You may have noticed recent controversy regarding rules changes promulgated by the State Board for Educator Certification, giving flexibility to school boards to hire superintendents with no teaching experience.
Here's an article by Melissa B. Taboada, in the Austin American-Statesman. Here's a follow-up with a new wrinkle by Kiah Collier, in the Texas Tribune. Not surprisingly, teacher organizations object to the change.
As we all know, administrative leadership positions in higher education are not under such hiring restraints. Consequently, it is common to find colleges and universities led by individuals with no direct teaching experience.
The question for us, therefore, is not legality, but utility. Does it matter stubstantively if, say, a community college chancellor, president, or dean has never taught?
Teachers generally like the idea of supervisors who have done (or still do) what they do. You will find the same stance with nurses, cops, and firefighters—not to mention academicians at research-oriented universities. Civilians may not understand, the reasoning goes—street cred, as some put it. Obviously this stance applies primarily to the pertinent positions, such as vice president or dean of instruction, rather than business manager or registrar.
The very top leadership of a very large institution must possess skills that resemble those of a CEO. A chancellor reports to an elected board of trustees, which is a whole other deal from teaching.

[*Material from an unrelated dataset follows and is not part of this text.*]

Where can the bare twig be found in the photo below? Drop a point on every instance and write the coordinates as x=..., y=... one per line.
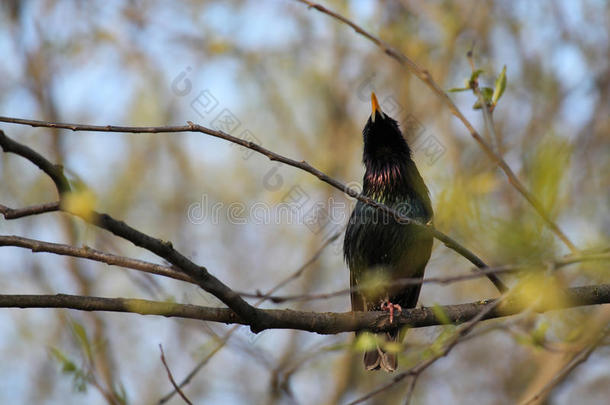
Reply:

But mention "CEO" around some faculty and they detect the tentacular reach of corporatism—not an unreasonable inference these days. The issue is laden with symbols, complicating any rational resolution.
We can certainly all agree that good teachers and good administrators are good communicators. One might add that the ability to compartmentalize is also crucial—to face a variety of situations with a fresh face and an open mind. Administrators who have never taught must be especially good listeners to faculty, it would seem. You will find such praiseworthy qualities out there, as well as the opposite. With administration, details must be nailed by others or there is trouble. With instructors, maybe.

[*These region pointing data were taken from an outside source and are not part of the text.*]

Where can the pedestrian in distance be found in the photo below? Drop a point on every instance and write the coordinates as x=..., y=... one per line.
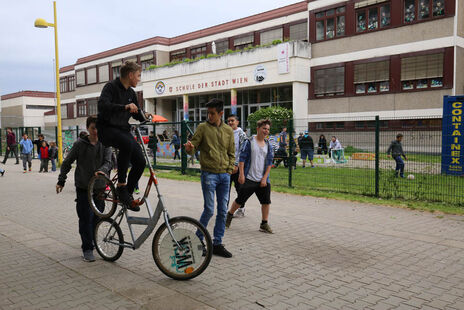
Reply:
x=396, y=151
x=92, y=158
x=11, y=145
x=254, y=168
x=215, y=140
x=53, y=154
x=239, y=140
x=306, y=145
x=44, y=156
x=116, y=105
x=27, y=147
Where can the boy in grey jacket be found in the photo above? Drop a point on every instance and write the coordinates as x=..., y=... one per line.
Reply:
x=92, y=158
x=396, y=150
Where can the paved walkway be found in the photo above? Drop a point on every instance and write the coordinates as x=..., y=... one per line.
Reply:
x=325, y=254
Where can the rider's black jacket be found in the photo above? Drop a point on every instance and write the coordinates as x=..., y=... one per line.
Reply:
x=111, y=106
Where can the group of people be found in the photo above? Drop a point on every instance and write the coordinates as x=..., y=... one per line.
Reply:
x=45, y=152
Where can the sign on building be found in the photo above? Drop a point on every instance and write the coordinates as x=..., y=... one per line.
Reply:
x=452, y=158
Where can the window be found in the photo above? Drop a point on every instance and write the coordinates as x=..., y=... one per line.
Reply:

We have all known gifted teachers who have made (or would make) horrible administrators. Similarly, there are excellent administrators who would be lost in a daily classroom. Some may have tried teaching for a while and moved on, or up. (Disclosure: Your humble scribe endured a brief spell as an administrator—a period known personally as the Dark and Unholy Interlude, and to colleagues as the Unfortunate Era of Shame and Abomination.)
While certain traits are universal, teaching and administrating are very different jobs.